In Israel, the army is one of the places where men and women find themselves together in different functions, and so considerable parts of the religious population exempt themselves from military service. Over the years there has been a slow process of introducing religiosity within the army. Generally, we are witnessing a process of increasing fundamentalism in our society. This process has recently been termed in Jewish in the grammatical form of an action: “hadata”, meaning “making religious”, something like “religionization”.

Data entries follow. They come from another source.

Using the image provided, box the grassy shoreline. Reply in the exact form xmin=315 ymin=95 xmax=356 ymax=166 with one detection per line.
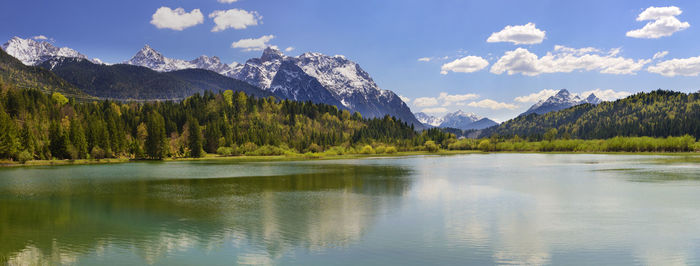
xmin=0 ymin=150 xmax=700 ymax=168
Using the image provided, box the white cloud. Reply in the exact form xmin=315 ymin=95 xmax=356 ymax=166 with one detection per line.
xmin=647 ymin=56 xmax=700 ymax=77
xmin=637 ymin=6 xmax=683 ymax=21
xmin=578 ymin=89 xmax=632 ymax=101
xmin=486 ymin=22 xmax=545 ymax=44
xmin=231 ymin=34 xmax=275 ymax=52
xmin=651 ymin=51 xmax=668 ymax=60
xmin=626 ymin=6 xmax=690 ymax=39
xmin=440 ymin=55 xmax=489 ymax=75
xmin=438 ymin=92 xmax=479 ymax=106
xmin=413 ymin=97 xmax=438 ymax=107
xmin=467 ymin=99 xmax=518 ymax=110
xmin=491 ymin=45 xmax=651 ymax=76
xmin=151 ymin=6 xmax=204 ymax=31
xmin=420 ymin=107 xmax=447 ymax=114
xmin=209 ymin=8 xmax=262 ymax=32
xmin=513 ymin=89 xmax=558 ymax=103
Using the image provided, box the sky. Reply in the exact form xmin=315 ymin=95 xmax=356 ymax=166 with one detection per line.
xmin=0 ymin=0 xmax=700 ymax=121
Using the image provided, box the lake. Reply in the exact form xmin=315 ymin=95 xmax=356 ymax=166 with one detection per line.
xmin=0 ymin=153 xmax=700 ymax=265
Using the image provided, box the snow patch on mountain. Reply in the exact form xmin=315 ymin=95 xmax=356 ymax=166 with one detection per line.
xmin=521 ymin=89 xmax=602 ymax=115
xmin=2 ymin=37 xmax=87 ymax=66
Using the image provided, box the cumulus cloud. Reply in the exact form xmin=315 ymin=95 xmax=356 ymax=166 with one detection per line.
xmin=440 ymin=55 xmax=489 ymax=75
xmin=467 ymin=99 xmax=518 ymax=110
xmin=486 ymin=22 xmax=545 ymax=44
xmin=438 ymin=92 xmax=479 ymax=106
xmin=578 ymin=89 xmax=632 ymax=101
xmin=209 ymin=8 xmax=262 ymax=32
xmin=651 ymin=51 xmax=668 ymax=60
xmin=647 ymin=56 xmax=700 ymax=77
xmin=151 ymin=6 xmax=204 ymax=31
xmin=413 ymin=97 xmax=438 ymax=107
xmin=513 ymin=89 xmax=558 ymax=103
xmin=420 ymin=107 xmax=447 ymax=114
xmin=491 ymin=45 xmax=651 ymax=76
xmin=626 ymin=6 xmax=690 ymax=39
xmin=231 ymin=34 xmax=275 ymax=52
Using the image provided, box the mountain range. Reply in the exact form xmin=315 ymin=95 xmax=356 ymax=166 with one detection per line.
xmin=520 ymin=89 xmax=602 ymax=116
xmin=2 ymin=37 xmax=422 ymax=127
xmin=415 ymin=110 xmax=498 ymax=130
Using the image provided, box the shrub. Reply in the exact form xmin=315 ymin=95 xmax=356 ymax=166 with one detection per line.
xmin=17 ymin=150 xmax=34 ymax=164
xmin=90 ymin=146 xmax=105 ymax=160
xmin=306 ymin=143 xmax=323 ymax=153
xmin=423 ymin=140 xmax=440 ymax=152
xmin=360 ymin=145 xmax=374 ymax=154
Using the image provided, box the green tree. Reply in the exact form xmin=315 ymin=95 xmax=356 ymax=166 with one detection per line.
xmin=49 ymin=122 xmax=70 ymax=159
xmin=0 ymin=109 xmax=20 ymax=159
xmin=70 ymin=118 xmax=88 ymax=159
xmin=145 ymin=111 xmax=168 ymax=160
xmin=187 ymin=118 xmax=203 ymax=158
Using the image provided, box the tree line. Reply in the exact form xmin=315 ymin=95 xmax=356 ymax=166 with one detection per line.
xmin=0 ymin=82 xmax=454 ymax=161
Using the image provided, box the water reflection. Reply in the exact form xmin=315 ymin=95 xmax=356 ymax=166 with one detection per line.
xmin=0 ymin=163 xmax=410 ymax=264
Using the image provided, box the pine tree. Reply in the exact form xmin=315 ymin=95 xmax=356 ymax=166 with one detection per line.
xmin=49 ymin=122 xmax=70 ymax=159
xmin=70 ymin=118 xmax=88 ymax=159
xmin=145 ymin=111 xmax=168 ymax=160
xmin=187 ymin=118 xmax=203 ymax=158
xmin=0 ymin=108 xmax=19 ymax=159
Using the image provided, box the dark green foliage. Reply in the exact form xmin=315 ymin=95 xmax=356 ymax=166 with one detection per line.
xmin=49 ymin=122 xmax=71 ymax=159
xmin=187 ymin=118 xmax=203 ymax=158
xmin=0 ymin=87 xmax=446 ymax=159
xmin=145 ymin=111 xmax=168 ymax=160
xmin=482 ymin=90 xmax=700 ymax=140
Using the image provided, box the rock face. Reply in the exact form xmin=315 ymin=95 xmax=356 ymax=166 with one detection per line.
xmin=2 ymin=37 xmax=87 ymax=66
xmin=2 ymin=37 xmax=423 ymax=128
xmin=416 ymin=110 xmax=498 ymax=130
xmin=520 ymin=89 xmax=602 ymax=116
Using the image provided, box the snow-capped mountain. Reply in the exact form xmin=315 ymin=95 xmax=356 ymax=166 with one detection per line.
xmin=415 ymin=112 xmax=444 ymax=127
xmin=415 ymin=110 xmax=498 ymax=130
xmin=2 ymin=37 xmax=87 ymax=66
xmin=124 ymin=44 xmax=241 ymax=77
xmin=233 ymin=47 xmax=422 ymax=126
xmin=520 ymin=89 xmax=602 ymax=115
xmin=2 ymin=37 xmax=423 ymax=127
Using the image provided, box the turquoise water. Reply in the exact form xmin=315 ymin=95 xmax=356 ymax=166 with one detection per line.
xmin=0 ymin=154 xmax=700 ymax=265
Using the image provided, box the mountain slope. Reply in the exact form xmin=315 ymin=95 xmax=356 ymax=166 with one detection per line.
xmin=0 ymin=50 xmax=89 ymax=98
xmin=40 ymin=57 xmax=270 ymax=100
xmin=416 ymin=110 xmax=498 ymax=130
xmin=2 ymin=37 xmax=87 ymax=66
xmin=520 ymin=89 xmax=602 ymax=115
xmin=481 ymin=90 xmax=700 ymax=139
xmin=125 ymin=46 xmax=422 ymax=127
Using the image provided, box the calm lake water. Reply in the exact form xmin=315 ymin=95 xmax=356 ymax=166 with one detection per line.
xmin=0 ymin=154 xmax=700 ymax=265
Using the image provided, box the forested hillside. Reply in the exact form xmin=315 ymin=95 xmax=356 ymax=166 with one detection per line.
xmin=0 ymin=79 xmax=454 ymax=161
xmin=481 ymin=90 xmax=700 ymax=140
xmin=0 ymin=49 xmax=88 ymax=98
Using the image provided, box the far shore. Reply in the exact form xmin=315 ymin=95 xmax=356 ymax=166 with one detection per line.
xmin=0 ymin=150 xmax=700 ymax=168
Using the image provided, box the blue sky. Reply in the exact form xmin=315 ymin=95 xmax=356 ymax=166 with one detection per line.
xmin=0 ymin=0 xmax=700 ymax=121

Recently, during a training practice of a paratrooper unit, all the soldiers – all religious except for their female instructor – turned their backs on her the moment she began giving them instructions. The soldiers had obtained their commanding officer’s approval for this back-turning as a way of creating the separation between men and women required by their religious beliefs. Before long there was a barrage of criticism of the soldiers for disrespecting their instructor and of the commanding officer for allowing them to behave in this derogatory manner. This is but one of many examples of religion’s intrusion into different areas of life: army, schools, universities, society at large, etc.

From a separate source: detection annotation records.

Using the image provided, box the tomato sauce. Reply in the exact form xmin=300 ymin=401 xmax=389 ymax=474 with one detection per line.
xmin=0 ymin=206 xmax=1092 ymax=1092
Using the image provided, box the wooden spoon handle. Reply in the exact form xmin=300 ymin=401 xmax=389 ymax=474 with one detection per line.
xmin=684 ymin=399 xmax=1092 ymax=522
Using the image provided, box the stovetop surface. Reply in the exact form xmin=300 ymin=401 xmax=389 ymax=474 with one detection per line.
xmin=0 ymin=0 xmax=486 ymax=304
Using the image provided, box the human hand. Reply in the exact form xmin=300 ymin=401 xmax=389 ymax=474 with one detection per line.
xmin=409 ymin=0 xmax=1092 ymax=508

I found this interesting. Firstly, according to a religious rule, a woman’s voice has a strong and seductive power that can “hypnotize” men and tempt them to sin, so they are forbidden to listen to her. The Hebrew Halacha [Book of Rules] literally states: “A voice in a woman – pudenda.” This rule relates particularly to a woman’s singing. The illusion created by a movement of the body (e.g. the men turning their backs on their instructor) seems to be a way of eluding the female voice, while at the same time creating a barrier between the sexes. This event introduces a sort of rupture of the universal rule – the rule being “All are under…the same law”, which establishes a common ground, a common joy – and creates two closed sets: the man-set and the woman-set, which are complementary sets. Paradoxically, the partition turns into ‘there is sexual rapport’. It seems to me that this small sign (turning of backs) closes the man-set by putting the woman’s voice in the place of the exception and the forbidden object. This creates a sort of fraternity which introduces segregation in the army.

Psychoanalysis seeks absolute difference, namely that which determines each subject’s sexuality, his or her mode of drive satisfaction. The separation of the sexes on religious grounds instead relates to procreative sexuality, an obedience to the biological programme even though voice, hair, or even a simple touch possess an erotic power. Those rules turn all women – a female instructor, teacher, women in the street, etc. – into the Mother. Lacan says that there is no sexual rapport, unless it is incestuous or murderous[1] and shows that this is precisely what Freud put forward: that the Oedipus myth points out that the only person one wants to sleep with is one’s mother, and as for the father, one kills him. It seems that, like Oedipus, religious people can never know for sure who it is they approach.


[1] Lacan J. The Seminar, Book XXIV, L’insu que sait de l’une-bévue s’aile à mourre, lesson of 15/03/1977.